The spirit of a new age

Author: Manfred Beckers, CEO, Fact Informationssysteme & Consulting Ltd (GmbH)

Innovation and change have always been considered key drivers of the IT industry. It must have been shortly after the turn of the millennium when I first read the message in big letters at an industry conference: "The PC is dead. Long live the cloud."

At the time, this statement seemed presumptuous to me. At many companies, PC servers were just entering the field, bringing previously unknown computing power and storage capacity to the departmental level. But 20 years later, cloud solutions have indeed become an integral part of modern IT landscapes. Because cloud services have matured: They work, are used extensively and bring obvious benefits to companies and their users.

IT resources on demand

Today, cloud computing is primarily synonymous with the on-demand provision of IT resources via the internet. Businesses can use computing power, storage, databases and other IT services in a cloud provider’s remote data centres as needed rather than purchasing, maintaining and servicing physical servers themselves – with all that entails.
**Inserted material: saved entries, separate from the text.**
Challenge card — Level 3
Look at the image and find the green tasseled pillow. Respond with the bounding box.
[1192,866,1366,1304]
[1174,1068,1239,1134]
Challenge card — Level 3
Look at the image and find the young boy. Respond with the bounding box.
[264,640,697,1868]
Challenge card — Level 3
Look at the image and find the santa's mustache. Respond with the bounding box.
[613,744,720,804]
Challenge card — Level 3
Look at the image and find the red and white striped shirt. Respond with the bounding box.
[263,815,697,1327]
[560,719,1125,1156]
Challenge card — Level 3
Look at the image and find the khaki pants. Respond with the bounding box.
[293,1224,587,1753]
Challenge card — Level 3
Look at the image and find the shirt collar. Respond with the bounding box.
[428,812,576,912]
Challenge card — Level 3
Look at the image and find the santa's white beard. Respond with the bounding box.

This is usually done “on demand”: Only services that you actually use end up on the invoice. If the customer no longer needs a resource, they release it. If they need more power, it is made available immediately.

The cloud service provider guarantees the required flexibility without any significant lead time. Costs are only incurred for resources consumed. This relieves budgets, creates more flexibility and reduces the cost of acquiring, maintaining and operating IT infrastructures. That’s why many IT departments love cloud solutions.

Applications are becoming mobile

From the user’s perspective, cloud computing also means being set free from fixed workplaces, prescribed end devices, operating systems and complex software set-up. Cloud solutions use modern internet standards to make their offerings available everywhere. They work wherever internet browsers and fast internet connections are available. That’s all it takes.

This is the reason why many people can no longer imagine using their familiar internet services and favourite applications only in a certain place or on a given device. That’s almost considered antiquated today.

Looking to the sky

But what does all that have to do with a cloud? This term is used because the internet is often depicted as a cloud symbol in technical illustrations. And as with a cloud in the sky, users are usually denied a glimpse into the innards of the internet. It is not so easy to identify where the many servers and switching nodes are located that together create what we experience as the internet. But they are there, otherwise the whole thing wouldn’t work.

And that it does. This year – in 2021 – more than 200 billion US dollars will be generated worldwide with cloud services. More and more companies and private users are using cloud services without giving it a second though – from entertainment services, communication services and productivity applications to dedicated industry solutions. And this trend will intensify. For cloud computing simply captures the spirit of our time.